Certain information and footnote disclosures made in the last annual
report on Form 10-KSB have been condensed or omitted for the interim
statements. It is the Company's opinion that, when the interim statements
are read in conjunction with the December 31, 1997 Annual Report on Form
10-KSB, the disclosures are adequate to make the information presented not
misleading. The results of operations for the three months ended March 31,
1998 and 1997 are not necessarily indicative of the operating results for
the full year.
2. Organization:
The accompanying consolidated financial statements include the accounts of
California Pro Sports, Inc. and its subsidiaries, California Pro, Inc.
("CP") and USA Skate Corporation ("Skate Corp."). Skate Corp. was formed
in 1995 to acquire USA Skate Co., Inc. ("USA Skate"). At March 31, 1998,
the Company owned 100% of the outstanding CP capital stock and 62.3% of
the the outstanding Skate Corp. capital stock. Minority interest
represents Skate Corp.'s minority shareholders' 37.7% ownership interest
in Skate Corp. Intercompany transactions have been eliminated in
consolidation.
In 1996 and 1997, due to continuing operating losses, management decided to
restructure and deleverage the Company. Prior to the second quarter of
1997, the Company sold in-line skates and accessories, under the brand
names California Pro (R) and Rolling Thunder (TM), to retail sporting
goods stores principally in North America, and sold snowboards and
accessories under the Kemper (R) brand name to retail sporting goods
stores in North America and distributors in Europe and Japan. A majority
of the in-line skates were manufactured for the Company by Playmaker Co.

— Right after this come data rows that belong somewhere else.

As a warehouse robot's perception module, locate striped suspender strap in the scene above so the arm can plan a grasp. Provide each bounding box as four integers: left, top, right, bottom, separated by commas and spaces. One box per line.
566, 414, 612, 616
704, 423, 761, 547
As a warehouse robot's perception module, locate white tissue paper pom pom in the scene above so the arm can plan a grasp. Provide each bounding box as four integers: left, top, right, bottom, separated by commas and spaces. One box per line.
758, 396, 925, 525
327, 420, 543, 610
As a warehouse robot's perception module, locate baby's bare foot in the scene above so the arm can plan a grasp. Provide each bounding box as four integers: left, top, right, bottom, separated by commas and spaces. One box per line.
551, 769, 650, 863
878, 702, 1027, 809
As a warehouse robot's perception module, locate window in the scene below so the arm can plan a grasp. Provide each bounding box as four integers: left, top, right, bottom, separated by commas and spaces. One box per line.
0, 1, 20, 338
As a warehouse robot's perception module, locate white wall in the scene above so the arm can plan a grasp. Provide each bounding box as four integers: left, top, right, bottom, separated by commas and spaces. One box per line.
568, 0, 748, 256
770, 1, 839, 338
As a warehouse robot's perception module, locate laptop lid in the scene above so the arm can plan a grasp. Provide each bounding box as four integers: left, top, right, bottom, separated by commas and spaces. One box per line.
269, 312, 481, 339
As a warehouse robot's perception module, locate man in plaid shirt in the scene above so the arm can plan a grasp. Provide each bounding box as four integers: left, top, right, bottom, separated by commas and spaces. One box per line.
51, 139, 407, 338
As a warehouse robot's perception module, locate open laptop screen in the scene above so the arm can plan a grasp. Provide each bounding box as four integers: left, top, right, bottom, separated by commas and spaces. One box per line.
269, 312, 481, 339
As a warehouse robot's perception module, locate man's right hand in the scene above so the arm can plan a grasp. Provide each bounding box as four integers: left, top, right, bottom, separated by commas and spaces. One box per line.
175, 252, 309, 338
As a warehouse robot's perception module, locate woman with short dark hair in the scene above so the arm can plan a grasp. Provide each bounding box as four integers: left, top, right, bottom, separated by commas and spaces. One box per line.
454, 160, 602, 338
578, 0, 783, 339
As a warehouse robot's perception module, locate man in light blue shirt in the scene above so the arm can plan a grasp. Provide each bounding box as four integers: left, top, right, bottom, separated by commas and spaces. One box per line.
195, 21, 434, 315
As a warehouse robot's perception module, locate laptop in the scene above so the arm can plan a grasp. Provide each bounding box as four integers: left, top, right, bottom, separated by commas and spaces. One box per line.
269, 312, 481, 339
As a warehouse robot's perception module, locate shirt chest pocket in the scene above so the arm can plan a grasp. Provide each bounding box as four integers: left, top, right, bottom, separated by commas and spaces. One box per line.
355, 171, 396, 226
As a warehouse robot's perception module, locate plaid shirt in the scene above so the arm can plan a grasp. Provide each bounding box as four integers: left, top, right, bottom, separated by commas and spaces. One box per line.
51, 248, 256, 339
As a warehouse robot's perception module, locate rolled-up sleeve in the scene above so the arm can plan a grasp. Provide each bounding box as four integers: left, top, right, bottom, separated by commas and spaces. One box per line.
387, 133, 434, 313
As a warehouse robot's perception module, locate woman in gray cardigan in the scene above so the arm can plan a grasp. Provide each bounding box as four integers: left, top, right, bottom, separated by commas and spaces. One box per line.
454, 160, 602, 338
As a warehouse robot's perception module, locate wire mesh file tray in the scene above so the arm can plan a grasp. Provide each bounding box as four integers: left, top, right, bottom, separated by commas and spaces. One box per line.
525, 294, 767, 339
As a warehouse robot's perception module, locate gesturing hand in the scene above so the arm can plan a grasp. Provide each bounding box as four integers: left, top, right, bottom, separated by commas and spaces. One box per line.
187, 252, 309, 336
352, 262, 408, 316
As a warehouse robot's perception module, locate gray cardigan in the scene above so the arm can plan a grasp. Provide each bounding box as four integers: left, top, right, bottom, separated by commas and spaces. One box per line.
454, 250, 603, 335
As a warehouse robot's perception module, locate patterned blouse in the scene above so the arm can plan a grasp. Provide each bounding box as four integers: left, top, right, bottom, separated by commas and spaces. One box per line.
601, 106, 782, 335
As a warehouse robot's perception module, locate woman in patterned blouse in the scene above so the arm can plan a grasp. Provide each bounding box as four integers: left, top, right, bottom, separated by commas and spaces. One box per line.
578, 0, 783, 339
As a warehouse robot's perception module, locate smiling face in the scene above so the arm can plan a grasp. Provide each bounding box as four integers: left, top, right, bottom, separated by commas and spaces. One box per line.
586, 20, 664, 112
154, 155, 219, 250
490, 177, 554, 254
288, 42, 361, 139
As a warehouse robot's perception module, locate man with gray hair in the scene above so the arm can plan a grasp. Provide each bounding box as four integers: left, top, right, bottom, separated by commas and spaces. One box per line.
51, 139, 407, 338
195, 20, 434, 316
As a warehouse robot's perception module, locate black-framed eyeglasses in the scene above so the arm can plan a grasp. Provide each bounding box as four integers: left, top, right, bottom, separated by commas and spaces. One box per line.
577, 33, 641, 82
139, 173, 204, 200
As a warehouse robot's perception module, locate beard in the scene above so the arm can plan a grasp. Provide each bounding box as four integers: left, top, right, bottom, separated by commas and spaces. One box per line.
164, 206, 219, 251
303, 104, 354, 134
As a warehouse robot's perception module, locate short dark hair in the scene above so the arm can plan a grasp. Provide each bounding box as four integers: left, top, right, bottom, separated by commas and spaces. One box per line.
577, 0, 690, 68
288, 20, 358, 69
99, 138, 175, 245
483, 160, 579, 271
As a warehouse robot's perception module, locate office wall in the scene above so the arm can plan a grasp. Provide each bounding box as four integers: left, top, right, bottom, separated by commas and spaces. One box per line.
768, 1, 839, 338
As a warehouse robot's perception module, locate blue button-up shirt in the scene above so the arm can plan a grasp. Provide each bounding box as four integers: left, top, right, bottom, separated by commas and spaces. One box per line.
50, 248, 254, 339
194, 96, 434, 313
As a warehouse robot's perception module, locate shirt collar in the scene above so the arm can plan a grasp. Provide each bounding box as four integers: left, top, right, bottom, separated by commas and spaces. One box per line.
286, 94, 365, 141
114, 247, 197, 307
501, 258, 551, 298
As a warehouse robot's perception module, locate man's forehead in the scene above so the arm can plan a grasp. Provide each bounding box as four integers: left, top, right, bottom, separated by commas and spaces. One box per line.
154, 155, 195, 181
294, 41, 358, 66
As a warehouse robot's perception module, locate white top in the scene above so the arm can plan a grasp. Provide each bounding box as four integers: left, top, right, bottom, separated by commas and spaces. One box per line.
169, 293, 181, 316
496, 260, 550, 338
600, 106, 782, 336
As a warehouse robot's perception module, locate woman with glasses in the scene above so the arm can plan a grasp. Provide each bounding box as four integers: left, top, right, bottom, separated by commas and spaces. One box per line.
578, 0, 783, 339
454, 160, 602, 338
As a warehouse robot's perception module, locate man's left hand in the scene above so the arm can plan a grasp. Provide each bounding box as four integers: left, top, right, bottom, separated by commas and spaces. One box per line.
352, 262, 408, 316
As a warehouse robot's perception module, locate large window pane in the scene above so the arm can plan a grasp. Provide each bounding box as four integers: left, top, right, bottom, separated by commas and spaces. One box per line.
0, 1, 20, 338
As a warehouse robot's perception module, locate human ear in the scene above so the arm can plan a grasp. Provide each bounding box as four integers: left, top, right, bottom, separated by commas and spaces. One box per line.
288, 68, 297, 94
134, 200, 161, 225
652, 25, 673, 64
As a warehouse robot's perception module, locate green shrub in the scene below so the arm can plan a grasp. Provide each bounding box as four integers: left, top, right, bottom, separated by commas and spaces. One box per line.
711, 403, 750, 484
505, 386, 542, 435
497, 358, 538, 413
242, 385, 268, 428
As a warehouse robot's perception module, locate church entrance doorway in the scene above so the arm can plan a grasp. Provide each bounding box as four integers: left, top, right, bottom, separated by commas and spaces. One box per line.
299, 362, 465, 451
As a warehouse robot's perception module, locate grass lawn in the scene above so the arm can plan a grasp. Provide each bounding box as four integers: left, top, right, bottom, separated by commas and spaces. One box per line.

Ltd. ("Playmaker"), a minority shareholder of the Company. In September
1997, Skate Corp. sold substantially all of the operating assets of USA
Skate and Davtec, which manufactured, imported and marketed VICTORIAVILLE
(TM), VIC (R), and McMartin (TM) ice and street/roller hockey skates,
sticks and related protective gear and accessories for sale to retail
sporting goods stores in the United States and Canada and independent
distributors primarily located in Europe.
8
<PAGE>
CALIFORNIA PRO SPORTS, INC. AND SUBSIDIARIES
NOTES TO CONSOLIDATED FINANCIAL STATEMENTS
THREE MONTHS ENDED MARCH 31, 1998 AND 1997
(UNAUDITED)
3. Sale of USA Skate assets and subsequent sale of the Company's investment in
Skate Corp:
Sale of USA Skate assets:
On September 12, 1997, the Company sold substantially all of the operating
assets of USA Skate for $14,500,000, with $1,000,000 held in escrow for
potential purchase price adjustments and other claims. The proceeds of the
sale were used to repay the Company's outstanding lines of credit and
other liabilities. Subsequent to September, purchase price and other
adjustments have reduced the escrow account by approximately $422,000 and
approximately $105,000 was disbursed and used to repay a trade liability.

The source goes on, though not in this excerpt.